When a Fix Unmasks New Regressions
When a C-faithful foundational fix (e.g., bitfield semantics, call-chain ordering) causes previously-passing sessions to fail, treat those as newly exposed bugs, not reasons to revert the fix.
- Hold the known-correct fix. Do not revert it to quiet tests.
- Instrument surgically: temporary opt-in traces behind env flags.
- Fix the exposed bug, not the symptom. Re-run immediately.
- Remove temporary instrumentation after diagnosis.
- Broaden validation (nearby seed batch) before committing.
Gates for landing a foundational fix:
- Invariant gate — C-faithful rule remains in place
- No-mask gate — no comparator/replay masking added
- Regression gate — target session non-regressing vs pre-fix
- Breadth gate — nearby seeds show no severe new regressions
- Cleanliness gate — temporary instrumentation removed
Persistence on Hard Bugs
When working through a burndown where all issues must pass:
- Stay on the problem. Rebuilding context is more expensive than persistence. Don't context-switch to easier bugs hoping they'll be faster.
- Collect evidence, don't theorize. Add targeted traces, check actual values, compare C vs JS at specific points.
- Think in invariants. What should always be true? When is the first time a desired invariant is falsified?
- When it seems hardest, the answer is close. Most possibilities have been eliminated. Look more carefully at evidence already collected.
- Use the
trace-before-theorizeskill when stuck.
Done Criteria
- First divergence is eliminated or moved later with evidence.
- Target failing session is green or measurably improved.
- No harness/comparator/replay compensation hacks were introduced.

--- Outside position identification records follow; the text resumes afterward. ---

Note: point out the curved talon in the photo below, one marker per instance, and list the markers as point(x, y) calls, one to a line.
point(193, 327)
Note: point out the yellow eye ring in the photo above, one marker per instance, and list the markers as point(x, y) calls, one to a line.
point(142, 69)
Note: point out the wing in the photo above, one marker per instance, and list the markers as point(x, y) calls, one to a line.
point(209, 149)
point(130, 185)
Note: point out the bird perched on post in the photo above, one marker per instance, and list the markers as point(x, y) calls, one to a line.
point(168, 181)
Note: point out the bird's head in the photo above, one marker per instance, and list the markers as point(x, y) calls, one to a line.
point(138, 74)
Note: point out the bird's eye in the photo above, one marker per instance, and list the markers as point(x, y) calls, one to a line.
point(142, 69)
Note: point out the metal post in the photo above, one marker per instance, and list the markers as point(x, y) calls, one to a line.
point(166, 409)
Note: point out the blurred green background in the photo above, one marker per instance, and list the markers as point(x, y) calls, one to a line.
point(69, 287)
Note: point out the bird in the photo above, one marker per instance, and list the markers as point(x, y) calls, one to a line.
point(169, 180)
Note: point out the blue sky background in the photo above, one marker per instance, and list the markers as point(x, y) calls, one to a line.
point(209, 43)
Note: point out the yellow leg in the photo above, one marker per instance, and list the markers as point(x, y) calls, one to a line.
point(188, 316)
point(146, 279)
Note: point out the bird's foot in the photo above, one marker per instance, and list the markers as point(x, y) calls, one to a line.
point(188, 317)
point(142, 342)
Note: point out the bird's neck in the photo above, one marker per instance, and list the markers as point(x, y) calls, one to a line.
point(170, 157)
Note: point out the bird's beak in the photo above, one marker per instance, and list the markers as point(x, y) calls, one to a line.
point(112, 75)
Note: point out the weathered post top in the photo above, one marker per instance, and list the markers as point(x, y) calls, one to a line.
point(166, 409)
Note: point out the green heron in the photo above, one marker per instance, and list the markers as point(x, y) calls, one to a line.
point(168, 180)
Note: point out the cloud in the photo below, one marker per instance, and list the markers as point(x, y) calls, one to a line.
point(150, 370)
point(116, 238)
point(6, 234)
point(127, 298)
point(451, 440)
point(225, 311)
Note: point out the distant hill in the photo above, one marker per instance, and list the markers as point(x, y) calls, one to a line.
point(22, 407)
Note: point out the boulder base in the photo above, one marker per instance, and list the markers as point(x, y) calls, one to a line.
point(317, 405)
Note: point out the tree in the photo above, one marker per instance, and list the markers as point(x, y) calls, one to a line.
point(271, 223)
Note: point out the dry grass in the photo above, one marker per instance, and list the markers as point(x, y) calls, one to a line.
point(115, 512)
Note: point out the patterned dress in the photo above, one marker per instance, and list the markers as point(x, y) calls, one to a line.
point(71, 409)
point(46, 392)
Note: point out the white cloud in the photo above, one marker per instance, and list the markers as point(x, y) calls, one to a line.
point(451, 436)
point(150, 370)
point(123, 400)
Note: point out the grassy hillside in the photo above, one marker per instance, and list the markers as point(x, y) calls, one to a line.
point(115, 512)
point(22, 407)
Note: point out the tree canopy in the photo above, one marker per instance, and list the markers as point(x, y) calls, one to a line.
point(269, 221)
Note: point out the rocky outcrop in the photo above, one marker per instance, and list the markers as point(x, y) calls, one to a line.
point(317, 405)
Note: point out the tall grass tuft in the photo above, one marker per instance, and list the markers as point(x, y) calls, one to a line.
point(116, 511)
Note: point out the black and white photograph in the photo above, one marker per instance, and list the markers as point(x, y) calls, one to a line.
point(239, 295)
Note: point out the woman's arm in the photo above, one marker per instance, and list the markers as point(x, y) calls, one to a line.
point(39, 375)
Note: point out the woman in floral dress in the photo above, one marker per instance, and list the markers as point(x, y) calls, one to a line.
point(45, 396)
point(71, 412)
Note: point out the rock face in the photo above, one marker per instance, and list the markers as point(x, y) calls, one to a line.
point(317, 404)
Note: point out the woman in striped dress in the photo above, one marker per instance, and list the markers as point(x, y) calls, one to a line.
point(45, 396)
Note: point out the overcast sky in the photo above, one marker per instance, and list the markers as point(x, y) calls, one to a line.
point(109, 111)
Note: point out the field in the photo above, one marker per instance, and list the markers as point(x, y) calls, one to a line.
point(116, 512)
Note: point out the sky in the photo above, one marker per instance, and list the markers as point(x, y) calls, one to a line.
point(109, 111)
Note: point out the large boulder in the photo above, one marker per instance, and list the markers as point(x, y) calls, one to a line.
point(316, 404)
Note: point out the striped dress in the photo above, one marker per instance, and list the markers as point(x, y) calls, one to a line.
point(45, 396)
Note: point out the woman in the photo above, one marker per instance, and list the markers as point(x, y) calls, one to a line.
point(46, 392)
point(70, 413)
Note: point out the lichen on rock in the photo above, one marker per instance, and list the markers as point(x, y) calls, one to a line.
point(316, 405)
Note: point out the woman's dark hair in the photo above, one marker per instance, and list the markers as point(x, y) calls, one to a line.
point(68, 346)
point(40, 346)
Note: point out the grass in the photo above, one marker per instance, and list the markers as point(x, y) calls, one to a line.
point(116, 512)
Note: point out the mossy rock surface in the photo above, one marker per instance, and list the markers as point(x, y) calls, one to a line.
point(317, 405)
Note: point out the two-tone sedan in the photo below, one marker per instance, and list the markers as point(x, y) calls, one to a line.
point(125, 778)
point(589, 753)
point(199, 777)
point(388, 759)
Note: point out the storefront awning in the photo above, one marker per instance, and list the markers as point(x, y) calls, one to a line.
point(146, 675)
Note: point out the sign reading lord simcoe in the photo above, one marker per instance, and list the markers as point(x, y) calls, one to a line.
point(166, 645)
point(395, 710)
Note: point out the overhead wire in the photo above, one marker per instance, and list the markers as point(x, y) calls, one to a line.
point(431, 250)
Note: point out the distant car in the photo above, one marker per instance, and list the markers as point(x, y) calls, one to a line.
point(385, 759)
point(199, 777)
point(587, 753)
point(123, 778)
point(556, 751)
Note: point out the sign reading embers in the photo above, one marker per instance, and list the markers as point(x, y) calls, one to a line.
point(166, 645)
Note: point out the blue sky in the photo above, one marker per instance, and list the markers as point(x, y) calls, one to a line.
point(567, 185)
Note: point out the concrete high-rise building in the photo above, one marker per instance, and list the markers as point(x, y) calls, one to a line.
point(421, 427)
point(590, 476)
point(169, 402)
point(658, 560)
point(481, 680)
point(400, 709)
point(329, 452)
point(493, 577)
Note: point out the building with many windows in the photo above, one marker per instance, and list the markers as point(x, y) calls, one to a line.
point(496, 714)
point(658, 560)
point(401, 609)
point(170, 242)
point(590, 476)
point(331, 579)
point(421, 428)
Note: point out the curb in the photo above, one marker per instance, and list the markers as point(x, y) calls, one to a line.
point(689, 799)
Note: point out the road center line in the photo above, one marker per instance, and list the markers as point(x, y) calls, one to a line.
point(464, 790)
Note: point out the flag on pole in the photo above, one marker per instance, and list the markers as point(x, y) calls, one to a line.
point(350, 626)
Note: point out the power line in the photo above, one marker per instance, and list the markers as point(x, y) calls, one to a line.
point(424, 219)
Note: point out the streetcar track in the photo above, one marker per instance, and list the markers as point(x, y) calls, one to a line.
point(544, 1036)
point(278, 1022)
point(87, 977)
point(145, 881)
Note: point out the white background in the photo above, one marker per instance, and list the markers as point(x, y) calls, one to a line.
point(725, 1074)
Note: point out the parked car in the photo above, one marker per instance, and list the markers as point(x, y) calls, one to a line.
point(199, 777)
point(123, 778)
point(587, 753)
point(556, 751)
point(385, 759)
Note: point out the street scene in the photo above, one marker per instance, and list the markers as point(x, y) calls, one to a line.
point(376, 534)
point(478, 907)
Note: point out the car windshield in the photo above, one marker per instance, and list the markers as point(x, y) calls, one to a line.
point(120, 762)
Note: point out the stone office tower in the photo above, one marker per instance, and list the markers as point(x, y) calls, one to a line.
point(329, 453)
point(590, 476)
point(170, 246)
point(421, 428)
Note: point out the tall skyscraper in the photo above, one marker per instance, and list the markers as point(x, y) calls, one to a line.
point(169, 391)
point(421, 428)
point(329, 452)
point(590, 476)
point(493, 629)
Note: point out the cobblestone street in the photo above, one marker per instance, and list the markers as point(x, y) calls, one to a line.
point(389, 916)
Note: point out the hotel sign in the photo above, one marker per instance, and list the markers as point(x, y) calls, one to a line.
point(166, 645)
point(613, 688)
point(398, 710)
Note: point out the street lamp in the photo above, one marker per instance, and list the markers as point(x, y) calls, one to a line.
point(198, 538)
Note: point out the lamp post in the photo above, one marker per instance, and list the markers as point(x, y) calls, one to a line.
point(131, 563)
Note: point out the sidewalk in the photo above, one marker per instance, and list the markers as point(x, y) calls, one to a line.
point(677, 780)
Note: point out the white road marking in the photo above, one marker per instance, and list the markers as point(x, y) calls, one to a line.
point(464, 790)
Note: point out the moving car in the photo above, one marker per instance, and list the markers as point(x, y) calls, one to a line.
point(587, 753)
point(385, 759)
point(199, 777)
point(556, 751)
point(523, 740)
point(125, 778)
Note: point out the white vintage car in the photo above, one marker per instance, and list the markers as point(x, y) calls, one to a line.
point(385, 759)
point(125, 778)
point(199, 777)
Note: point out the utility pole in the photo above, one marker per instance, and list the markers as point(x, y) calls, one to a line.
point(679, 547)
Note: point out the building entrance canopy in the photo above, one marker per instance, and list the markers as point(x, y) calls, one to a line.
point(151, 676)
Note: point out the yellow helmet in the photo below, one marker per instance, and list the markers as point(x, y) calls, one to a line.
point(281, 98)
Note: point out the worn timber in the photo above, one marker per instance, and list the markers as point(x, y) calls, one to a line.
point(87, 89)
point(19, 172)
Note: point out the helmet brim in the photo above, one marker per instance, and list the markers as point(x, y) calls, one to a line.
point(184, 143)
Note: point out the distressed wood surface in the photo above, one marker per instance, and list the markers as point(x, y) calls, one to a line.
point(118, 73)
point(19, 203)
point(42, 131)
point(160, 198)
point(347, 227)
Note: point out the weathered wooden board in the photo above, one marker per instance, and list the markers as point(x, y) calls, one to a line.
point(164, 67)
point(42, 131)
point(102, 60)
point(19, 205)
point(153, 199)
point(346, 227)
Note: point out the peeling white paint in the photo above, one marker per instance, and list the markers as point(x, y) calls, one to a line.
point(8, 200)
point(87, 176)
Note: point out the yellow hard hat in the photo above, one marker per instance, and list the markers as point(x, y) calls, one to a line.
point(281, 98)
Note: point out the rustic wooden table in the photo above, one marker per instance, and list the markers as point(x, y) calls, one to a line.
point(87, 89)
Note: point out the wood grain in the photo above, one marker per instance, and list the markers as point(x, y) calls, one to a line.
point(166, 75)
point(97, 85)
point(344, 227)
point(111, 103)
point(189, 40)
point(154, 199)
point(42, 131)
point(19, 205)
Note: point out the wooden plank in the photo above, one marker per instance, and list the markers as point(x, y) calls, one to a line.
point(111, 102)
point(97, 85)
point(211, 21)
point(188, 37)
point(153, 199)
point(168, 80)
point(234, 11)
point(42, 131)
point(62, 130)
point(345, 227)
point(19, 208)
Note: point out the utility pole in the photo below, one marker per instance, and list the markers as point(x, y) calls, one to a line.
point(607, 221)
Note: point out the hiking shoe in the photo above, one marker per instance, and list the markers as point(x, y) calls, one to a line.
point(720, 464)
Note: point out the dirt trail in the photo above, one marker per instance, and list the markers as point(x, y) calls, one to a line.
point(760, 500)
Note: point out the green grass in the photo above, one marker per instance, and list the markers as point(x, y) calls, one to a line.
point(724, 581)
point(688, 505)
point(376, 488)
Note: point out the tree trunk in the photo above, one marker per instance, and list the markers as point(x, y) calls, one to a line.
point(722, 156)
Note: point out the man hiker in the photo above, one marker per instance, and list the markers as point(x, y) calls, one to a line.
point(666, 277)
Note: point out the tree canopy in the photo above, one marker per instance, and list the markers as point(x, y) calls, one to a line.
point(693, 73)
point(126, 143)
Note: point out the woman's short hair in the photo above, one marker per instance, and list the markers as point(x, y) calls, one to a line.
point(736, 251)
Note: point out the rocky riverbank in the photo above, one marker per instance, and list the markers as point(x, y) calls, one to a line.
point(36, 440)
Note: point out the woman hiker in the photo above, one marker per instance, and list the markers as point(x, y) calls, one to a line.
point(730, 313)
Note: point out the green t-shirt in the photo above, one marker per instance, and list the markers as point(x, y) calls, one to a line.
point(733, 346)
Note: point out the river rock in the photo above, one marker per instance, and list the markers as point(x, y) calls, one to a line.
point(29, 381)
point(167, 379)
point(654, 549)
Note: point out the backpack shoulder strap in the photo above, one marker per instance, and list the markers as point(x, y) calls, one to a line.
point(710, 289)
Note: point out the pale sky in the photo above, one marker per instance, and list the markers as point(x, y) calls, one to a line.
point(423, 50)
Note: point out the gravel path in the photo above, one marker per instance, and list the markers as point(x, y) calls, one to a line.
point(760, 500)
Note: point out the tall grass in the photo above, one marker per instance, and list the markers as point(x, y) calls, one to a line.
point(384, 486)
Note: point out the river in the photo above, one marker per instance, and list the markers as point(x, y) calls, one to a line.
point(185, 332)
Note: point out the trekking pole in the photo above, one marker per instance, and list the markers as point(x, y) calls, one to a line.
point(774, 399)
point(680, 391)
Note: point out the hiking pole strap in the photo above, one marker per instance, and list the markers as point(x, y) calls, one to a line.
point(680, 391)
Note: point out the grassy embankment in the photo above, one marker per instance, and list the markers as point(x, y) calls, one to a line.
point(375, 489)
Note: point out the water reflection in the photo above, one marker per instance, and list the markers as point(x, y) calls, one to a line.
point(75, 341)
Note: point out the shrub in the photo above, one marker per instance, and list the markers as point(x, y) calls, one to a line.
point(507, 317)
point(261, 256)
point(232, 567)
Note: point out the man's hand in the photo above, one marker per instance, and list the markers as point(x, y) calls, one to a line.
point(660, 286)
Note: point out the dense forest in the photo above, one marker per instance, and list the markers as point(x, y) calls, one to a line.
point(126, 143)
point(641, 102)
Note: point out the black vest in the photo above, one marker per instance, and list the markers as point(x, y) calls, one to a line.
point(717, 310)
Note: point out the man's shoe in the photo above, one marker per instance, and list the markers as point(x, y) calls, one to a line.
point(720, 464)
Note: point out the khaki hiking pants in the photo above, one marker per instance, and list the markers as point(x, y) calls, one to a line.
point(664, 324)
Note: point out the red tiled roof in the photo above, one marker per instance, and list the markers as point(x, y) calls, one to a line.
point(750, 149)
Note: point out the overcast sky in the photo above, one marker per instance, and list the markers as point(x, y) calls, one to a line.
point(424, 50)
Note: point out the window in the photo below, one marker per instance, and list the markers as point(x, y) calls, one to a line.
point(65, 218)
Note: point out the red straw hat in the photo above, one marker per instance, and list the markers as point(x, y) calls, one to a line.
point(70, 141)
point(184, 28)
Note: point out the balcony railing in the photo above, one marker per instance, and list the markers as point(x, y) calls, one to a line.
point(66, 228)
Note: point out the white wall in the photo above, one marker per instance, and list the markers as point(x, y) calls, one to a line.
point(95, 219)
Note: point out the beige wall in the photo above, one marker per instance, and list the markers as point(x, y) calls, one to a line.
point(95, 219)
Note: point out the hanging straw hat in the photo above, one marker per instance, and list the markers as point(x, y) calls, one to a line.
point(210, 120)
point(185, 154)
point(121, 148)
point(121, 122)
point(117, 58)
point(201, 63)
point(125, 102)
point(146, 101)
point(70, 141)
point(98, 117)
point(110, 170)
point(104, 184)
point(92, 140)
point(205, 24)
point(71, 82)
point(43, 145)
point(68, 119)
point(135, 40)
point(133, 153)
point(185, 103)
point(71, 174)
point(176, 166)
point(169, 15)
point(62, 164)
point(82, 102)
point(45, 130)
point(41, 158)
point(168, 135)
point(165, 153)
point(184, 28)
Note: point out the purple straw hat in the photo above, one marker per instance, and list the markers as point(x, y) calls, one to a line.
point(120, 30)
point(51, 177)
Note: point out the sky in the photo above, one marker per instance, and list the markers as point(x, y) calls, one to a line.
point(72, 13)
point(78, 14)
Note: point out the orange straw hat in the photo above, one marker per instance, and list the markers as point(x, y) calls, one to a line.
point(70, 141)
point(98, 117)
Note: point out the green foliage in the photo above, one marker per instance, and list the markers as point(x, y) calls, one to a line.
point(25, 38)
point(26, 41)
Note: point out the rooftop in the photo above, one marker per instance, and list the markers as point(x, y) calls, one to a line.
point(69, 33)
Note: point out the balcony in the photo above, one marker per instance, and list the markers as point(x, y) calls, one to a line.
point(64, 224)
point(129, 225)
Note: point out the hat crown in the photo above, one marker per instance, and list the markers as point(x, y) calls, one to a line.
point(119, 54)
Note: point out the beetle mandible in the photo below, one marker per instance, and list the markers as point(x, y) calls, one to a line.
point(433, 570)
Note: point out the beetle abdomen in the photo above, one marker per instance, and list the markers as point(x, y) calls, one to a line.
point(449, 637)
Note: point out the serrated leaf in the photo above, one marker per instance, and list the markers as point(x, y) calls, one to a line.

docs/LORE.mdupdated with what changed and why.
Caching Note
analyze_golden.js caches results keyed on commit hash. Results won't refresh
until you commit — if you need to see whether an uncommitted change affects
session results, use node --test test/comparison/sessions.test.js directly
(it always runs live against current code).
Commit/Push Cadence
- Once a regression fix is verified (target session and relevant targeted checks), commit promptly.
- Push validated increments promptly to keep other agents synchronized.
- Do not leave validated fixes stranded locally for long-running batching.
- If push fails, resolve and retry until successful.